WASHINGTON - Marion Blakey, outgoing administrator of the Federal Aviation Administration, was leaving the agency Thursday with a candidly negative outlook on the industry she has been regulating.

"While it is the safest form of transportation," Blakey told BusinessWeek, "deep in your heart you still know that [when you're] flying at 30,000 feet with no safety net you're counting on the system - a system that is at the breaking point."

As the industry and its customers continue to struggle through record numbers of flight delays and other service and safety issues, Blakey said this week airlines need to cut back their schedules or face government action.

"The airlines need to take a step back on scheduling practices that are at times out of line with reality," Blakey said in remarks prepared for a luncheon this week.

Blakey said the agency is particularly concerned about overcrowded skies and airports along the East Coast, saying "if the airlines don't address this voluntarily, don't be surprised when the government steps in."

Blakey finished a five-year stint at the agency Thursday to take a jobwith the Aerospace Industries Association. One of the association's top lobbying priorities was increasing appropriations for the FAA, Blakey's agency and that has caused an outcry among public travel advocates about where Blakey's priorities have been since she began negotiating terms of her new job.

The airline industry's on-time performance in the first seven months of 2007 was its worst since comparable data began being collected in 1995, according to the government.

U.S. carriers reported an on-time arrival rate of 69.8 percent in July, the most recent statistics available, down from 73.7 percent a year ago, according to the Department of Transportation.

There have been 339 incidents so far this year where planes got too close to each other or to objects on the ground, up from 297 in the same period last year, MSNBC reported.

Mike Boyd, an aviation consultant based in Evergreen, Colo., criticized Blakey and the FAA for not doing more to upgrade air traffic control systems, which he said are 10 years out of date.

"The skies are not crowded; the skies are mismanaged by the FAA," he said.

In her remarks this week, Blakey talked about a recent $1.8 billion contract award to ITT Corp. to build the first portion of a new satellite-based air traffic control system.
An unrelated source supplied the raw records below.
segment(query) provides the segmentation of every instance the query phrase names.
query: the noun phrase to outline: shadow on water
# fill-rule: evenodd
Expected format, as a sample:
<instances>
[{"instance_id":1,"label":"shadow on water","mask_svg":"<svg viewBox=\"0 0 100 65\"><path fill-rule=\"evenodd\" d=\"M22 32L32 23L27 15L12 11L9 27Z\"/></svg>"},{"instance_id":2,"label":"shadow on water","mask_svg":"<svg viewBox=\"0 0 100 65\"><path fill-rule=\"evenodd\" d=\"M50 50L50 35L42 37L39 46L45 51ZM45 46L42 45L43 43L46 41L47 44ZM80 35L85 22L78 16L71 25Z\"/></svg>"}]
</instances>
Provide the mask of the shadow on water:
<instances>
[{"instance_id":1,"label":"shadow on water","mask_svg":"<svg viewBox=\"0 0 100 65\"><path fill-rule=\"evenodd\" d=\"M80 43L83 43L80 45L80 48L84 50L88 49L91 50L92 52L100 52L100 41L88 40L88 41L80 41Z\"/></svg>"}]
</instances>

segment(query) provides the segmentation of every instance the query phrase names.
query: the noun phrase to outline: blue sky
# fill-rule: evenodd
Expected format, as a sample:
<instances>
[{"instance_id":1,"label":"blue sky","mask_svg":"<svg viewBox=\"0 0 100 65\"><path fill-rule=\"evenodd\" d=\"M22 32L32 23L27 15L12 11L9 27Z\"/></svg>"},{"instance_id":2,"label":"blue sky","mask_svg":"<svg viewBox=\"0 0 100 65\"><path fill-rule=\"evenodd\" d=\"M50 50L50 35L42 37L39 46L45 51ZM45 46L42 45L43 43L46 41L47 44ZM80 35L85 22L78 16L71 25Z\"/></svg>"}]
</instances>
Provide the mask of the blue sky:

But that upgrade is already almost seven years behind schedule, Boyd said.

Laura Brown, a spokeswoman for the agency, said the government has acted in the past to reduce congestion. She noted that the FAA stepped in several years ago in Chicago and held "scheduling meetings" that led to reduced flights during peak hours at Chicago's O'Hare airport.

Bob Mann, an airline analyst and consultant, said a similar exercise should be done nationwide, though it would be much more complex.

David Castelveter, a spokesman for the Air Transport Association, an industry group, said any effort to reduce crowding in the Northeast should involve international airlines and corporate jets, as well as U.S. airlines.

Castelveter said the airlines' schedules are intended to meet the demands of customers.

"The carriers put airplanes where people want to go, and when they want to fly," he said. "They're not flying empty airplanes."

Mann, however, argued that consumers might prefer fewer flights on larger planes that would have fewer delays.